Fermi surface topology and ferromagnetic superconductivity in UGe$_2$

TL;DR

This paper investigates how a quasi-one-dimensional Fermi surface affects ferromagnetism and superconductivity in UGe$_2$, revealing a potential first-order transition and its implications for the material's phase behavior.

Contribution

It introduces a model considering a peaked density of states due to low dimensionality, predicting a divergence in effective mass and a possible first-order phase transition in UGe$_2$.

Findings

Additional divergence in self-energy and effective mass within ferromagnetic phase.

Potential first-order phase transition induced by density of states effects.

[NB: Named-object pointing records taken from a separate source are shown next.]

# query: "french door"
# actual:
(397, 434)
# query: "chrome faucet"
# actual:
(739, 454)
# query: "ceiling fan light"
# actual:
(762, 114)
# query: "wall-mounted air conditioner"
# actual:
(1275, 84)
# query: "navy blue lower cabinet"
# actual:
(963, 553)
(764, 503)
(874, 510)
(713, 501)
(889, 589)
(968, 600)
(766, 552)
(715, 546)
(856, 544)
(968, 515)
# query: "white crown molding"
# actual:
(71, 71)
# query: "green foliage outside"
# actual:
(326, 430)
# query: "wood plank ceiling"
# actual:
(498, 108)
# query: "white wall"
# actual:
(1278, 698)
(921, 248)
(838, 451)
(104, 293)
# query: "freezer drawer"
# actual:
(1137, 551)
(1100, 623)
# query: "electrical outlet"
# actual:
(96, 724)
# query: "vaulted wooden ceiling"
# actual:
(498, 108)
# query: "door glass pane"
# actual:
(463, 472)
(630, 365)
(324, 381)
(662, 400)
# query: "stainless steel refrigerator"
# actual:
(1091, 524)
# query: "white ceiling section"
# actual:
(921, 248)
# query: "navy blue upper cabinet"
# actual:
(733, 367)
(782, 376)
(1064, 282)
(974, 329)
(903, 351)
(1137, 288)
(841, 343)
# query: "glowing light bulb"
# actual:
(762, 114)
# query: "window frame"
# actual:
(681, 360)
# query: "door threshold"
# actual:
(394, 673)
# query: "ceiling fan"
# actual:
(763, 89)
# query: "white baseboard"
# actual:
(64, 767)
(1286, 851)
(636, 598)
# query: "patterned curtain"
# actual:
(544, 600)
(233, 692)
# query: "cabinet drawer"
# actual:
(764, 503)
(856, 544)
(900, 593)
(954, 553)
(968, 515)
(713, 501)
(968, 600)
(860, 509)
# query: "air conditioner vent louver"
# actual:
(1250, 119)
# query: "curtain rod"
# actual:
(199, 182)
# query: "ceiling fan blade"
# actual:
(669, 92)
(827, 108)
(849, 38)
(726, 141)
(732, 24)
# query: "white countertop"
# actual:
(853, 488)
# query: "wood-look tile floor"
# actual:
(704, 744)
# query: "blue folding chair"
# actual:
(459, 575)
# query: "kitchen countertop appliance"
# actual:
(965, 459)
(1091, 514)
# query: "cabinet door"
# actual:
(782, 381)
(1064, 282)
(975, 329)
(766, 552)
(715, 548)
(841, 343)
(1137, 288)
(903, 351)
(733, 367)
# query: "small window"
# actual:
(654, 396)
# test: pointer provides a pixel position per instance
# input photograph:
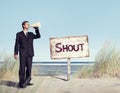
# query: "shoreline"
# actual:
(58, 84)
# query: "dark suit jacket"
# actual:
(24, 44)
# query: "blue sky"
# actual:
(99, 19)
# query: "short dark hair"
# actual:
(23, 23)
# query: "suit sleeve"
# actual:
(16, 47)
(37, 35)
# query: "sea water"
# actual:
(58, 68)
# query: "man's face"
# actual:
(26, 25)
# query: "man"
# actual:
(24, 46)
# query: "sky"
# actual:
(99, 19)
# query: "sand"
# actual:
(58, 84)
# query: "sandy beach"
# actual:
(58, 84)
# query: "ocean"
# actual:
(57, 68)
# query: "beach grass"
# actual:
(107, 64)
(9, 67)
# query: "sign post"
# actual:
(69, 69)
(69, 47)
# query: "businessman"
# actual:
(24, 48)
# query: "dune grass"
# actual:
(107, 64)
(9, 67)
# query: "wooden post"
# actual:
(69, 70)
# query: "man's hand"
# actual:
(36, 28)
(16, 56)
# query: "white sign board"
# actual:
(69, 47)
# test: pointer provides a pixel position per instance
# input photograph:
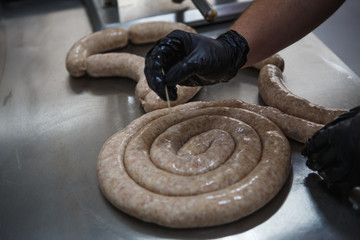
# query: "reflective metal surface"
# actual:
(127, 12)
(52, 127)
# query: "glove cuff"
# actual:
(239, 48)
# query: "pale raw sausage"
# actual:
(275, 94)
(201, 195)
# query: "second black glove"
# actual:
(193, 60)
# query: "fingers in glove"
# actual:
(318, 142)
(324, 159)
(158, 60)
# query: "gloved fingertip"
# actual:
(172, 90)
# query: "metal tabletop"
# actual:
(52, 127)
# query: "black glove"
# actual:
(334, 151)
(193, 60)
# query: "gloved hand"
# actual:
(193, 60)
(334, 151)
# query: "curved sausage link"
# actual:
(132, 66)
(97, 42)
(121, 166)
(152, 31)
(275, 59)
(275, 94)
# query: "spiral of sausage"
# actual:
(194, 165)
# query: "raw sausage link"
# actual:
(97, 42)
(84, 58)
(275, 94)
(275, 59)
(132, 66)
(122, 163)
(152, 31)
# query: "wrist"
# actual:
(238, 47)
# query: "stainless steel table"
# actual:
(52, 127)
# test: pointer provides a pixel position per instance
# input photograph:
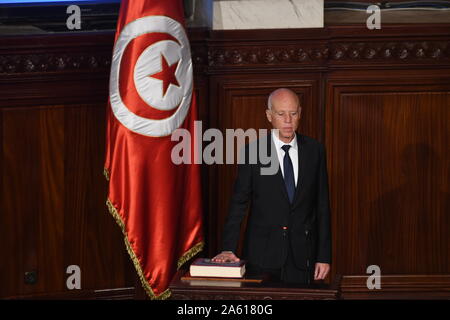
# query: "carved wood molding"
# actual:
(232, 50)
(63, 62)
(414, 52)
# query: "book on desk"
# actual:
(204, 267)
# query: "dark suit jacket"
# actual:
(307, 219)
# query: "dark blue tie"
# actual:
(289, 179)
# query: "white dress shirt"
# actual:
(293, 154)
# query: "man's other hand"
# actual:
(225, 256)
(322, 270)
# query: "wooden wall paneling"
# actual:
(402, 287)
(387, 141)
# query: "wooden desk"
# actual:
(231, 290)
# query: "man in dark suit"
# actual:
(288, 232)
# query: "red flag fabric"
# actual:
(156, 203)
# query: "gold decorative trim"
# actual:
(148, 289)
(190, 253)
(106, 173)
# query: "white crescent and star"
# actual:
(162, 76)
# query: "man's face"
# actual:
(284, 116)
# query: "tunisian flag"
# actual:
(156, 203)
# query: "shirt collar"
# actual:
(279, 143)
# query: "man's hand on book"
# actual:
(225, 256)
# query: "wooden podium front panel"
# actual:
(387, 141)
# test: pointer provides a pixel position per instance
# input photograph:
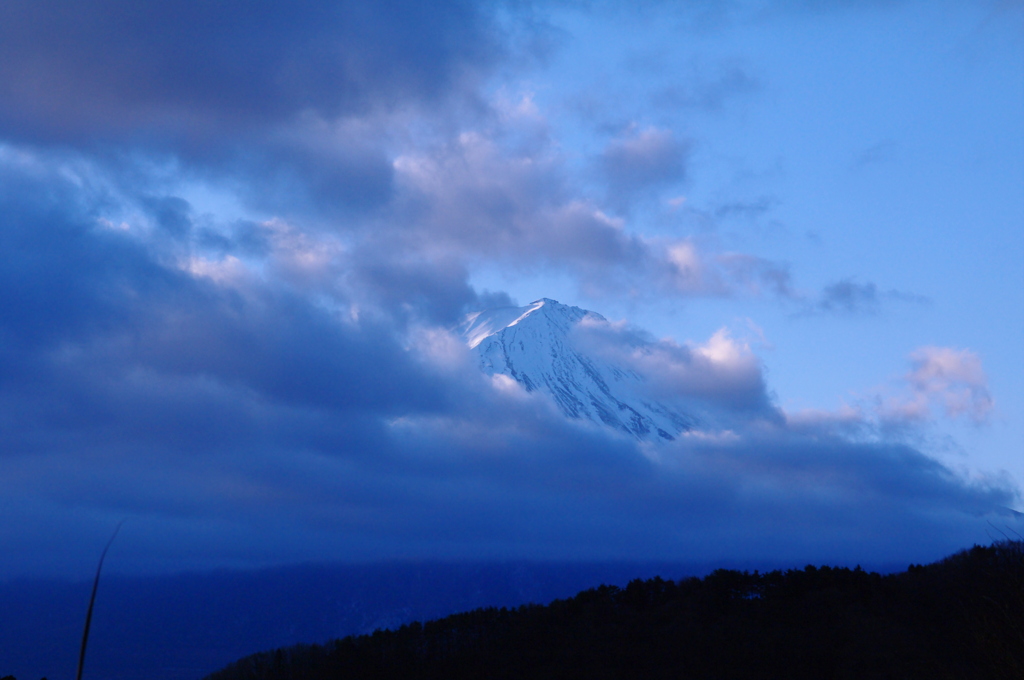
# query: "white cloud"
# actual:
(942, 380)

Qualitative agreement with recent specific heat measurements.

Abstract

We consider a Stoner ferromagnet in presence of a quasi-one dimensional Fermi surface in its spin majority band. Assuming a twin $\delta$-function peaked density of state due to the low dimensionality, we computed the single particle self-energy. There appears an additional divergence in the self-energy and hence in the effective mass inside the ferromagnetic phase (besides the standard logarithmic divergence at the Stoner critical point). Since such an effect is purely due to density of states, it might correspond to a first order phase transition making the ferromagnetic phase into two distinct phases. This result is in qualitative agreement with the recent specific heat capacity measurement. We also discuss its relevance to the superconducting state in UGe$_2$.